Hydraulic balancing with intelligent control valves for daycare centre
The St. Ulrich children’s day care center of Burgberg in Germany's Allgau region
contains an intelligent underfloor heating system circuit regulation system with self-learning control valves.
The same problem every year: The St. Ulrich children’s day care center in Burgberg calls up Herz & Wesch GmbH promptly at the beginning of the heating season and complains about the non-functioning underfloor heating system. The day care center consists of a mixed complex divided into an old and a new section. Both parts of the building are supplied by a joint central heating system - just not in a way they would prefer. Neither building section had so far had an individual room control system, but rather only manual adjustment knobs on the distributor which people used to even out the poorly heated areas with the strongly heated areas.
In addition, Herz & Wesch GmbH detected substantial flow volume problems in several circuits.
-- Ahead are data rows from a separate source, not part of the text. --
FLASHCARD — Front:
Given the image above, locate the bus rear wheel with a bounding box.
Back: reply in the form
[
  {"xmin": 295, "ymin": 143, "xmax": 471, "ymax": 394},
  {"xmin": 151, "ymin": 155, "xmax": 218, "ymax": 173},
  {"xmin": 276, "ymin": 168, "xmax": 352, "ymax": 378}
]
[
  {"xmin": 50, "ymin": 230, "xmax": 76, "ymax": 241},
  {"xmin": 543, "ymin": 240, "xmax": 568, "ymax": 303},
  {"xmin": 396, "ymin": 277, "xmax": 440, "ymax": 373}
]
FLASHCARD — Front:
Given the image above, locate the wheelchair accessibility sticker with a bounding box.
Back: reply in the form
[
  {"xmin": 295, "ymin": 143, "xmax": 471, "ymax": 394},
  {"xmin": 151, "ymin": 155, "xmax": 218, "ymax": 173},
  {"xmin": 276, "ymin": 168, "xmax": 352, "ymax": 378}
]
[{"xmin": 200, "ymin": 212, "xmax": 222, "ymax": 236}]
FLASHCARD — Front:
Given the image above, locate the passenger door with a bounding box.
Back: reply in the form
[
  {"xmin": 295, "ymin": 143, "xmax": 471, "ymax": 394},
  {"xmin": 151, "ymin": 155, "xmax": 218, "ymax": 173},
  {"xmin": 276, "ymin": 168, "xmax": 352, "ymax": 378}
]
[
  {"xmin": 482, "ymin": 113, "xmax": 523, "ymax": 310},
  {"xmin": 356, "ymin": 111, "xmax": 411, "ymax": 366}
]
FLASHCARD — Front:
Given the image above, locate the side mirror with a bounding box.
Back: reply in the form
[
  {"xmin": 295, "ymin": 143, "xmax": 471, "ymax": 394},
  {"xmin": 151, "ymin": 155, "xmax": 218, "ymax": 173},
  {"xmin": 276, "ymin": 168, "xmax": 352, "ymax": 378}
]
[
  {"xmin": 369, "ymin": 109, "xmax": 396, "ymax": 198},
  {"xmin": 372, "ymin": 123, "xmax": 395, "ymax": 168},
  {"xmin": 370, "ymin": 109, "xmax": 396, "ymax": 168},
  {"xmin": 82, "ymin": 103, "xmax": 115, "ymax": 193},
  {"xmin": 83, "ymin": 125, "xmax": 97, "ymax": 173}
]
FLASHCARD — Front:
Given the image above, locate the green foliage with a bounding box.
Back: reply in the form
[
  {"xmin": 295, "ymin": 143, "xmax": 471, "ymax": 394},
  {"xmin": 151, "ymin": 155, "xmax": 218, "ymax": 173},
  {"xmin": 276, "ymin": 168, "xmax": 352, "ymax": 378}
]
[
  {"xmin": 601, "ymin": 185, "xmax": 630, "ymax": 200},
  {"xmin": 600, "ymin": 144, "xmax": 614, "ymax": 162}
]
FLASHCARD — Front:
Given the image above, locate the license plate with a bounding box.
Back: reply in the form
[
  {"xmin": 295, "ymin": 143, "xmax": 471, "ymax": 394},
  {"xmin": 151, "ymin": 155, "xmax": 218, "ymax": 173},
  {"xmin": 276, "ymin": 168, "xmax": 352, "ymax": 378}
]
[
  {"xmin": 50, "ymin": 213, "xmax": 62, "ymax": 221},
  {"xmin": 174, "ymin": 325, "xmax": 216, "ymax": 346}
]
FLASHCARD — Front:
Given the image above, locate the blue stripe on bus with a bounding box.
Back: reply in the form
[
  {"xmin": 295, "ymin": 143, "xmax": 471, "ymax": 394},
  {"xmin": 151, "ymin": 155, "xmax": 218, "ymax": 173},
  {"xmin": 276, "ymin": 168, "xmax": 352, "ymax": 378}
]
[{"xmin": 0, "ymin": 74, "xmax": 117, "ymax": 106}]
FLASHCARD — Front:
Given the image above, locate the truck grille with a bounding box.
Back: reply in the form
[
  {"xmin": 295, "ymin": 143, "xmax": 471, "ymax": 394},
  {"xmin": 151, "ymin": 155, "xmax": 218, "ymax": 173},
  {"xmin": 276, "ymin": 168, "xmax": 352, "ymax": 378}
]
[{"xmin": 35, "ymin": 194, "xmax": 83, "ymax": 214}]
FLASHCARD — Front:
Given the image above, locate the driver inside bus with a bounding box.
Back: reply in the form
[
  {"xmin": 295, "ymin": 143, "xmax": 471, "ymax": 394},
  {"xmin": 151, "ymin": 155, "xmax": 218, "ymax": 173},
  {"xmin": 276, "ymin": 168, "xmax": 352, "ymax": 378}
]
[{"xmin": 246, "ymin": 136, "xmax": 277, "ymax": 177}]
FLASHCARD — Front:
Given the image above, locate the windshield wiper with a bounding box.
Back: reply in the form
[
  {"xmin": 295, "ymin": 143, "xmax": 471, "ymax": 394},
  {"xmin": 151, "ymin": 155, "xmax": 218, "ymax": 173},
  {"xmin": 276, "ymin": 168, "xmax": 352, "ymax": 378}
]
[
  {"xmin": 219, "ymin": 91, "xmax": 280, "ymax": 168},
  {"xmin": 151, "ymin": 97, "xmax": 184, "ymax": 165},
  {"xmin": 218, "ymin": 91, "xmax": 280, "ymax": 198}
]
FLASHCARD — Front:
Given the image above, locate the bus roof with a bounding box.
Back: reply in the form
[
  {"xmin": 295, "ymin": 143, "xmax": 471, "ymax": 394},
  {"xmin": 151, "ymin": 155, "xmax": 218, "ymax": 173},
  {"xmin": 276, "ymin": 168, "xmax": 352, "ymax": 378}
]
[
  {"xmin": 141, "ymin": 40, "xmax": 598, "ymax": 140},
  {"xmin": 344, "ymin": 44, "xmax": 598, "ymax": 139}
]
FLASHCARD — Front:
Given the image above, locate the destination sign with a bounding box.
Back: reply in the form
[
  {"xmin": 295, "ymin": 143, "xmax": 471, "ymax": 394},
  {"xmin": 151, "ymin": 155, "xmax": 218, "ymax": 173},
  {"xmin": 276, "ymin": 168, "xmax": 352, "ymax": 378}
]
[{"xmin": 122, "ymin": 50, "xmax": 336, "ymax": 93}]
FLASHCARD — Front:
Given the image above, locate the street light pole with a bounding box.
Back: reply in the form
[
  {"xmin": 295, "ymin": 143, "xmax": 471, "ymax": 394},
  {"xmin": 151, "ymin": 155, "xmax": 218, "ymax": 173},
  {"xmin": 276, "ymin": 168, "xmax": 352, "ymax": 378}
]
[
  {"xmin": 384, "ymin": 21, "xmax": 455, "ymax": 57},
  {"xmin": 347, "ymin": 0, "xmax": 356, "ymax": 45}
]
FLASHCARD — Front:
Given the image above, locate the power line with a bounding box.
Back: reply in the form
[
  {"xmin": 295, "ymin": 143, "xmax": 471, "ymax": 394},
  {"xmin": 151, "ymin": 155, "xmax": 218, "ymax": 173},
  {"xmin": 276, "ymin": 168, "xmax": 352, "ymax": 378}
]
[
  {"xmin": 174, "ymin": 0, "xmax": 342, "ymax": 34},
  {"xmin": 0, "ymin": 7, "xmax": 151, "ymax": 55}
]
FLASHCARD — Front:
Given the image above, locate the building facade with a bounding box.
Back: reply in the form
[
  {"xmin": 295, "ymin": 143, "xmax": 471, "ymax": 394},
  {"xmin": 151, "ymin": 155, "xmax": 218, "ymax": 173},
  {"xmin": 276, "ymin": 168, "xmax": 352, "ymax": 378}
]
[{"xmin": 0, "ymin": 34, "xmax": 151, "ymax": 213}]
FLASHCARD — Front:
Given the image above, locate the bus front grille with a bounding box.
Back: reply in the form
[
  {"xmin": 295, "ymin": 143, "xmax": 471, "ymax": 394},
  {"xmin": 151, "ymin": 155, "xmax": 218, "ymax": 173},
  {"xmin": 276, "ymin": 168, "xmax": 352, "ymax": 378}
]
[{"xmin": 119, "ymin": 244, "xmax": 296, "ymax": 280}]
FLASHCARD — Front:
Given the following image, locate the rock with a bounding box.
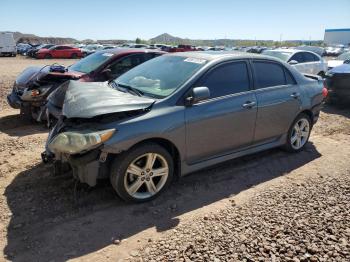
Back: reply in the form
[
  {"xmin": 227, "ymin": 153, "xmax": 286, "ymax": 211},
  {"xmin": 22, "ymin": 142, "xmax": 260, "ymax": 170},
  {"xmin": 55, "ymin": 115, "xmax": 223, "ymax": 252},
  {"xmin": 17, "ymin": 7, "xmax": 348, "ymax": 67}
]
[{"xmin": 113, "ymin": 239, "xmax": 121, "ymax": 245}]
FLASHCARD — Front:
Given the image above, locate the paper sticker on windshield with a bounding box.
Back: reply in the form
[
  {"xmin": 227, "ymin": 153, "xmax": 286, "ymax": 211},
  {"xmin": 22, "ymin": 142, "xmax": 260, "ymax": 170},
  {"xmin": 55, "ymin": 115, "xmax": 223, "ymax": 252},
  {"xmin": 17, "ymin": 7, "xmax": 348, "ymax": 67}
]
[
  {"xmin": 184, "ymin": 58, "xmax": 206, "ymax": 64},
  {"xmin": 102, "ymin": 53, "xmax": 114, "ymax": 57}
]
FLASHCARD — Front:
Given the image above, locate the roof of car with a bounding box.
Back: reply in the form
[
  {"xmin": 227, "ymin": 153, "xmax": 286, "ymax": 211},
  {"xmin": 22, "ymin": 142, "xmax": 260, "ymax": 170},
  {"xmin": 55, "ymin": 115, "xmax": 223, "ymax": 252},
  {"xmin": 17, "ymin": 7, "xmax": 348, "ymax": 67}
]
[
  {"xmin": 265, "ymin": 49, "xmax": 308, "ymax": 54},
  {"xmin": 167, "ymin": 51, "xmax": 284, "ymax": 62},
  {"xmin": 101, "ymin": 48, "xmax": 166, "ymax": 56}
]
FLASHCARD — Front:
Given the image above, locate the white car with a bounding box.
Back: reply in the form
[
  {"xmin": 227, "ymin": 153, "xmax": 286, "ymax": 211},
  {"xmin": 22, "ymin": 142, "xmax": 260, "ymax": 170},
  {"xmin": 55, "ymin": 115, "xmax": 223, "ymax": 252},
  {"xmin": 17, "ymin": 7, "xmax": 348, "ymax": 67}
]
[
  {"xmin": 327, "ymin": 52, "xmax": 350, "ymax": 69},
  {"xmin": 262, "ymin": 49, "xmax": 328, "ymax": 77}
]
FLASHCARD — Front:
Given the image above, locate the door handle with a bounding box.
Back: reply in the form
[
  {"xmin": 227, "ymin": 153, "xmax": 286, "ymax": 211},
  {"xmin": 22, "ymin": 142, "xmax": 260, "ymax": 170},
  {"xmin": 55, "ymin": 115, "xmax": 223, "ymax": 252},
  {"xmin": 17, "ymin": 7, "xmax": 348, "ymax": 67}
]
[
  {"xmin": 290, "ymin": 92, "xmax": 300, "ymax": 99},
  {"xmin": 242, "ymin": 101, "xmax": 256, "ymax": 109}
]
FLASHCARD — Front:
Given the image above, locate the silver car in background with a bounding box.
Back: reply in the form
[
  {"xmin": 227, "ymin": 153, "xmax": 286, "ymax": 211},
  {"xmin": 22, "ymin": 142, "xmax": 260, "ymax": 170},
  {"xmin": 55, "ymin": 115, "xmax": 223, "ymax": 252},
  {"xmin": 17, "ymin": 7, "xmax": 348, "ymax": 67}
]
[{"xmin": 263, "ymin": 49, "xmax": 328, "ymax": 77}]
Manual hydraulic balancing using the flow volume meter proved to be extremely difficult due to the missing flow diagrams and therefore unknown pipe lengths of the individual heating circuits. A worrisome initial situation which normally requires extensive calculations which still only yield an estimated result.
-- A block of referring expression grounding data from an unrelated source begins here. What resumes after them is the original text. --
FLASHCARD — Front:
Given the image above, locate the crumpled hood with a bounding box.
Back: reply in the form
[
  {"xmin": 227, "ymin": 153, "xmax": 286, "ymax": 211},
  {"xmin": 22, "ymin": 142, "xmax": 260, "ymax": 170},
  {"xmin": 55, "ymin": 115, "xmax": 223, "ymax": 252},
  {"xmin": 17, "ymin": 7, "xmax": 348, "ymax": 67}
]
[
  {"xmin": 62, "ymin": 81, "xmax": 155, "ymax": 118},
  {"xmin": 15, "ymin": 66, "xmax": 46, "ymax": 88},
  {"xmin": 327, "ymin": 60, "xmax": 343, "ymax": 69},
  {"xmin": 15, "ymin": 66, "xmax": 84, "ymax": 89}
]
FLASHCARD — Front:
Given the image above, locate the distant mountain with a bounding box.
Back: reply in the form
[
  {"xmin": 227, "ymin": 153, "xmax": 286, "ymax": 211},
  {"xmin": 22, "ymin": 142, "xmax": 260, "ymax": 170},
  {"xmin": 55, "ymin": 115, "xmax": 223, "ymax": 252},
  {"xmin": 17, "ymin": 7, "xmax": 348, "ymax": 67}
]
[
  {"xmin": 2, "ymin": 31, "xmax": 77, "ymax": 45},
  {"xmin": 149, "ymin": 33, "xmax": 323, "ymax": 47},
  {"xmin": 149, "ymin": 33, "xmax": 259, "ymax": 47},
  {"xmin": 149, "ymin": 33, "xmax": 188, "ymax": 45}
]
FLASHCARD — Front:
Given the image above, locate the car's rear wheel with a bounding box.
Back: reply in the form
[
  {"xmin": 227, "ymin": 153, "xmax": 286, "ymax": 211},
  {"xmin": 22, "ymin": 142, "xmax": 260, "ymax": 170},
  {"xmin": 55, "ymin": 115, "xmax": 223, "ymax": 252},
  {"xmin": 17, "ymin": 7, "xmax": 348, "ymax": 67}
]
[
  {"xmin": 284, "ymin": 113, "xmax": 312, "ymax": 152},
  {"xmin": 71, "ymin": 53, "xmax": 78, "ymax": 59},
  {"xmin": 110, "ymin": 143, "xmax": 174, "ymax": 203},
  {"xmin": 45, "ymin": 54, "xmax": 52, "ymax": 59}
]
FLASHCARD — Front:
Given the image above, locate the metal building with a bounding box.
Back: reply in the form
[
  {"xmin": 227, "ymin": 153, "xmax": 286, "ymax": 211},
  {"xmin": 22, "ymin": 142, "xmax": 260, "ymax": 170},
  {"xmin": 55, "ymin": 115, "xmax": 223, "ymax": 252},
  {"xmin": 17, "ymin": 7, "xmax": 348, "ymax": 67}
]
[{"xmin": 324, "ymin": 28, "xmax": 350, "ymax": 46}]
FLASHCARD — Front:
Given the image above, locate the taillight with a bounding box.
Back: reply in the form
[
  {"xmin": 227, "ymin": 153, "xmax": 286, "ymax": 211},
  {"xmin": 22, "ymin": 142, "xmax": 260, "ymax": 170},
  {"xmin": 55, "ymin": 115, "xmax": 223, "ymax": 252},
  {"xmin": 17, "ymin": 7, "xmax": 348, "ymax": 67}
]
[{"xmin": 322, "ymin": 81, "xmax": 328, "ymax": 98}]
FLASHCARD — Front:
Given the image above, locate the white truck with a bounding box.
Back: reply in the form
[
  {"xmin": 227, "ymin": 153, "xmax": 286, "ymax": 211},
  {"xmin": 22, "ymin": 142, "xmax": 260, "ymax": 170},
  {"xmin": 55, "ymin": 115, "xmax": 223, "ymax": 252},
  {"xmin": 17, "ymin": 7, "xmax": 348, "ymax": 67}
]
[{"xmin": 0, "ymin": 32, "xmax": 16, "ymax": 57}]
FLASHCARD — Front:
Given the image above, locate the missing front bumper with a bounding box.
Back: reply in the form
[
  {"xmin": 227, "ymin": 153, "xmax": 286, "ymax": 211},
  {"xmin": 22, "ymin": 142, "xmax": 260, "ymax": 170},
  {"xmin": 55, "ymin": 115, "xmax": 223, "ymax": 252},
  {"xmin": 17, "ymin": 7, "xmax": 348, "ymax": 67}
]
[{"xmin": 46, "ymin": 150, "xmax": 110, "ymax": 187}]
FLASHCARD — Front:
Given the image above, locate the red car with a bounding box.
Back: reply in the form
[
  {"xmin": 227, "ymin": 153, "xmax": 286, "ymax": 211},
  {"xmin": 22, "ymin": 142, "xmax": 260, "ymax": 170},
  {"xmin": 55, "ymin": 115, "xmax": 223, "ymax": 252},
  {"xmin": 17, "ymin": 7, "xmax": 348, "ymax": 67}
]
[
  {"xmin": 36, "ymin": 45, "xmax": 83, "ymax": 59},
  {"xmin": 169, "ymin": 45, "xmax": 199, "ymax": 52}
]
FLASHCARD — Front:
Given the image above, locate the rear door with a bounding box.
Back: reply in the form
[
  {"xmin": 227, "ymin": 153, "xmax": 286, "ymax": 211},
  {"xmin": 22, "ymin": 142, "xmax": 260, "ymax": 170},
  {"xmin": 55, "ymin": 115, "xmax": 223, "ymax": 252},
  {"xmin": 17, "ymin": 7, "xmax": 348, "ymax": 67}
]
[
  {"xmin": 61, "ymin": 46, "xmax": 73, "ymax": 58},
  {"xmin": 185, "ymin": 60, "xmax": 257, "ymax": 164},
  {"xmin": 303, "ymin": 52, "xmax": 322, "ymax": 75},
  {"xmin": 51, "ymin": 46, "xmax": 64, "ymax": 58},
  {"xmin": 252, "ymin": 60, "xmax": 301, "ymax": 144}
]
TECHNICAL DEVELOPMENTS LEAVE MUCH TO BE DESIRED
The principle of a heated surface is at least as old as our modern calendar. Heating a floor is however still a problem occupying many minds today, and the control and balancing of these systems is still a very critical topic. The goal is to find all possible sources of error and implement a new underfloor heating system which outshines all that have come before. These requirements, in short, necessitate an automatic hydraulic balancing system and a requirements-based regulation of the heated surface. There is, however, a huge gap between theory and practice here.
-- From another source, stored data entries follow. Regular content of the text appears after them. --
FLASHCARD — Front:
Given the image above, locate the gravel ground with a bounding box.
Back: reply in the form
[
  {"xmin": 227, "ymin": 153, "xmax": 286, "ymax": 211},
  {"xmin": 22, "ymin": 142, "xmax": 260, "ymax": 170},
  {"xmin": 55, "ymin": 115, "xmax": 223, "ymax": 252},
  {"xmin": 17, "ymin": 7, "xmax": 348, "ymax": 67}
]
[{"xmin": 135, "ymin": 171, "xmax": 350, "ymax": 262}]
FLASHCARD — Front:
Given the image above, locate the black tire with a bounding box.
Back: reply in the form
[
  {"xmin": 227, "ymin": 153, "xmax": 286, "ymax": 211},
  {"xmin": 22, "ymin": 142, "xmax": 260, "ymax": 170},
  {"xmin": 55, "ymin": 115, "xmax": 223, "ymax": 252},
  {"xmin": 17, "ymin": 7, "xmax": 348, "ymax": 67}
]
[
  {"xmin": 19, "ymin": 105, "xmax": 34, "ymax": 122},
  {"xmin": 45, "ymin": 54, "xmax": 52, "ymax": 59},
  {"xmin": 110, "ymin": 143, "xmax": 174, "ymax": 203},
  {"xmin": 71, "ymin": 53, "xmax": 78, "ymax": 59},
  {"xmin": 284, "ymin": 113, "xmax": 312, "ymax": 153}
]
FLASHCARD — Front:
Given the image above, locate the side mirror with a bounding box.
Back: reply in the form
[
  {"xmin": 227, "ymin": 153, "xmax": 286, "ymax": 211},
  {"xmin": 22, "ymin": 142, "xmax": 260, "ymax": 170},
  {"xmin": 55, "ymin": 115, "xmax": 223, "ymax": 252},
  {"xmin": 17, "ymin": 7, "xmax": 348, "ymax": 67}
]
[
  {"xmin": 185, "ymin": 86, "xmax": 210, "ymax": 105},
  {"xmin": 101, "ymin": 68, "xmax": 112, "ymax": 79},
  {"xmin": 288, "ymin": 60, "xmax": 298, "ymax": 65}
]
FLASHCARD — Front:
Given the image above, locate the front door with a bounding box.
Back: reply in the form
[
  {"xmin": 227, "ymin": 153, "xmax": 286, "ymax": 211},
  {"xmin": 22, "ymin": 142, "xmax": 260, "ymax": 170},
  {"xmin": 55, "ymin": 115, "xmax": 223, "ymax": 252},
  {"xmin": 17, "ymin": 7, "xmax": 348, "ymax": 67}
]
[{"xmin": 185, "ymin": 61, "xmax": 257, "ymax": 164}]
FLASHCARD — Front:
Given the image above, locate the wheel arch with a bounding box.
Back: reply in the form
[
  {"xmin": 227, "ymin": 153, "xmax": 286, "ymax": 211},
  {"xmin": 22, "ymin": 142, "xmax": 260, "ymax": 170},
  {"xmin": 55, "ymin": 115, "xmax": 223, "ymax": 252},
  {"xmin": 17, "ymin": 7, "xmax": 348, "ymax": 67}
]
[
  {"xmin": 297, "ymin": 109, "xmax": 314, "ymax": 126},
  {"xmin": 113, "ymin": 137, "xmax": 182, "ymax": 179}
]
The technical progress of the last 20 years, with product innovations such as the flow volume controller and recently the "flow volume-constant valve" have unfortunately not brought any real satisfactory solution. These new valves are certainly simple and quick in installation, however they require exhaustive manual calibration on the basis of planning calculations. Even with modern technology, these settings are time-consuming, require specialist personnel, and place a burden of liability on the tradesman doing the implementation. An additional weak point: Today's control drives only recognize two states (open/closed), and the calculations for the flow volume are based on the worst case. Therefore, in 99% of all cases, the set flow volume on the yearly average is much too high. In addition, most underfloor heating systems are calibrated only once: during initial installation. Adaptations to room uses which have changed over the years or even to structural modifications (e.g. room divisions) are seldom made. Seen objectively, the hydraulic balancing of today's systems is neither easy nor convenient for the tradesman, nor does it meet our requirements for energy efficiency.
RECOGNIZING AND ELIMINATING WEAK POINTS
A hydraulic balancing solution for the next generation should in essence meet the following three criteria:
- Time saving and convenience during installation as well as absolute certainty of a correct hydraulic balance for the tradesman
- Improvement of the energy efficiency of the entire system
- Absolute mass market suitability through manufacturer-independent compatibility with all systems
The "EGO" control valve steps up as the problem solver here. With its infeed and return sensors, it records the temperature differences constantly, and, thanks to its artificial intelligence, it also adapts the flow volume continuously. Hydraulic balancing is therefore not just performed in the design phase, but rather for all intermediate loads. EGO optimally controls the flow volumes variably between 0.2 and 3 l/min. To avoid contamination of the valve for low valve openings, the control valve opens the valve completely for one time at regular time increments in order to flush it. A temperature monitoring function monitors each circuit and closes the valve when the infeed temperature is greater than 60 degrees, which is indicated by a red LED.
REQUIREMENTS-BASED CONTROL AND OPTIMAL ADAPTATION TO THE ROOM USAGE
After the system is installed , the "EGOs" perform a resilient hydraulic balancing at the site. The new control valves therefore completely eliminate the human error factor in heating circuit regulation. Sensors on the lines measure temperate differences – the rest is performed, in accordance with manufacturer specifications, by Al and the microchip through calculation of the correct temperature difference and the associated valve setting.
And this is done not only upon commissioning, but rather continuously. On the basis of constantly available measurement values, the EGO-Kl recognizes the system environment independently, learns the usage behavior of the residents and adapts the entire underfloor heating system, even after a change in room usage after years or after structural changes.
The installation is as easy as can be and differs for conventional control valves only in one small matter – simply inserting the clip, which is already pre-installed and fits all standard pipe diameters, attaches the temperature sensor to the infeed and return pipes. You need neither a special commissioning nor a parameterization, nor additional components such as a router, gateways, or an app control system. This is a substantial difference from the "home automation systems" currently on the market.
For these reasons, EGO control valves only were installed as plug-and-play solutions on each individual heating circuit in the St. Ulrich day care center. EGO can be used here on all standard distribution systems. In addition, each room receives its own room thermostat so that the desired room temperatures can be set everywhere. The children of the day care center can look forward to a cozy rest of the winter with even heat distribution throughout the entire building.